Incorrected \[\sum_{} x_i = 200\]

\[\text{ Corrected } \sum_{} x_i + 8 = 200\]

\[\text{ Corrected } \sum^{}_{} x_i = 192\]

\[ \Rightarrow \left( {\text{ Corrected mean } } \right) = {\frac{\text{ Corrected } \sum^{}_{} x_i}{19}}\]

\[ = {\frac{192}{19}}\]

\[ = 10 . 10\]

\[\text{ Using equation (2), we get: } \]

\[\text{ Corrected } \sum^{}_{} {x_i}^2 + 8^2 = 2080\]

\[ \Rightarrow \text{ Corrected } \sum^{}_{} {x_i}^2 = 2080 - 64 \]

\[ = 2016\]

\[ \therefore{\frac{1}{19}}\text{ Corrected}  \sum^{}_{} {x_i}^2 - \left({\text{ Corrected mean} } \right)^2 = \text{ Corrected variance } \]

\[ \Rightarrow \text{ Corrected variance } = {\frac{1}{19}} \times 2016 - \left({\frac{192}{19}} \right)^2 \]

 

\[ \Rightarrow\text{  Corrected variance} = {\frac{\left( 2016 \times 19 \right) - \left( 192 \right)^2}{{19}^2}} \]

\[ \Rightarrow \text{ Corrected variance } ={\frac{38304 - 36864}{{19}^2}} \]

\[ \Rightarrow \text{ Corrected variance } ={\frac{1440}{{19}^2}} \]
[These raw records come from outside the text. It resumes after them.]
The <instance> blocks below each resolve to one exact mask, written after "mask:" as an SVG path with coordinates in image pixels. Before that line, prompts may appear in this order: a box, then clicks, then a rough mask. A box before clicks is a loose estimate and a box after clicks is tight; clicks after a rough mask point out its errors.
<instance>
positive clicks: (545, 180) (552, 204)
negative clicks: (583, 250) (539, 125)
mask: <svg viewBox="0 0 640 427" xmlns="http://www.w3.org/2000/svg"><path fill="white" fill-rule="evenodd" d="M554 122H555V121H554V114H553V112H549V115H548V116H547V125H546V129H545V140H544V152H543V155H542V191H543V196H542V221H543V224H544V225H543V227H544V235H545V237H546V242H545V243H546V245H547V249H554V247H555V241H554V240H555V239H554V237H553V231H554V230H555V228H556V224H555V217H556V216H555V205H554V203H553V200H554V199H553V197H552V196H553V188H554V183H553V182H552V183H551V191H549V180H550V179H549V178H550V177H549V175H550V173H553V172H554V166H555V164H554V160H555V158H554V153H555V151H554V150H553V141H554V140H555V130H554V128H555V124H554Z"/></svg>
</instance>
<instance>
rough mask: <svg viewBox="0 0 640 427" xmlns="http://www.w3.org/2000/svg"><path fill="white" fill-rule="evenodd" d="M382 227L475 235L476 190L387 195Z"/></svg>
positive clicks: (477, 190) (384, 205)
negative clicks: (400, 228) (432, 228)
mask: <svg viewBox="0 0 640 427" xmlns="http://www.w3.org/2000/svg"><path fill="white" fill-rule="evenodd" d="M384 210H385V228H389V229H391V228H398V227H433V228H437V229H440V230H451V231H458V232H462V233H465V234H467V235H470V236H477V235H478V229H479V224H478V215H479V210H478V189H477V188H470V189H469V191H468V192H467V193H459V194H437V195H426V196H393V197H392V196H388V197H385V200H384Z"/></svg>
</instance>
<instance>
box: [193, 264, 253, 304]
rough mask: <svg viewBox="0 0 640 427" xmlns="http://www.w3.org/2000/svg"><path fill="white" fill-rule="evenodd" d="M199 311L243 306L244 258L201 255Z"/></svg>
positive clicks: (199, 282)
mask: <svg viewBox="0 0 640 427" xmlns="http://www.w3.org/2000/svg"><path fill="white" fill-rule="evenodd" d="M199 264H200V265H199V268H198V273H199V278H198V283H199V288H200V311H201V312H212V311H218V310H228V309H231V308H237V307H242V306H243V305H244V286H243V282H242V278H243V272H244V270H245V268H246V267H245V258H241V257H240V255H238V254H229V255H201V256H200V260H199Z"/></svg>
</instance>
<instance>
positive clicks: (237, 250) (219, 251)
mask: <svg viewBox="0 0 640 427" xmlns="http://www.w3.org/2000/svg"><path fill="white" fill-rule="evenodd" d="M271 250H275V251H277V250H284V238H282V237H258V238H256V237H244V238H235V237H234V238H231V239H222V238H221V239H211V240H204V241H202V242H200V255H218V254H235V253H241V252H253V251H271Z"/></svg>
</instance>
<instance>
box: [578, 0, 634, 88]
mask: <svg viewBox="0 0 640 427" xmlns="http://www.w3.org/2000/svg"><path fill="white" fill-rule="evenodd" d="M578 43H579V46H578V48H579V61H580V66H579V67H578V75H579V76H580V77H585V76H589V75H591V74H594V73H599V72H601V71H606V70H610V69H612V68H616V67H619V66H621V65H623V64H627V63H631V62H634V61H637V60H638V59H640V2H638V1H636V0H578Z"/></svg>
\[\text{ Corrected SD } = \sqrt{{\text{ Corrected variance} }} \]

\[ = \sqrt{{\frac{1440}{{19}^2}}} \]

\[ = {\frac{12\sqrt{10}}{19}}\]

\[ = 1 . 997\]

Thus, if  8 is omitted, then the mean is 10.10 and SD is 1.997.
(ii)  When incorrect observation 8 is replaced by 12:

\[\text{ From equation }  (1): \]

\[\text{ Incorrected } \sum^{}_{} x_i = 200\]

\[\text{ Corrected } \sum^{}_{} x_i = 200 - 8 + 12 = 204\]

\[ \text{ Corrected }  \bar{X} = \frac{204}{20} = 10 . 2\]

\[\text{ Incorrected}  \sum^{}_{} {x_i}^2 = 2080 \left[ {\text{ from }(2)} \right]\]

\[\text{ Corrected } \sum^{}_{} {x_i}^2 = 2080 - 8^2 + {12}^2 \]

\[ = 2160\]

\[\text{ Corrected variance } = {\frac{1}{20}} \times \text{ Corrected } \sum^{}_{} {x_i}^2 - \left( {\text{ Corrected } \bar{X}} \right)^2 \]

\[ ={\frac{1}{20}} \times 2160 - \left( {\frac{204}{20}} \right)^2 \]

\[ = {\frac{\left( 2160 \times 20 \right) - \left( 204 \right)^2}{{20}^2}}\]

\[ = {\frac{43200 - 41616}{400}}\]

\[ = {\frac{1584}{400}}\]

\[ \text{ Corrected SD } = \sqrt{{\text{ Corrected variance} }}\]

\[ = \sqrt{{\frac{1584}{400}}} \]

\[ = {\frac{\sqrt{396}}{10}}\]

\[ = {\frac{19 . 899}{10}}\]

\[ = 1 . 9899\]

If 8 is replaced by 12, then the mean  is 10.2 and SD is 1.9899.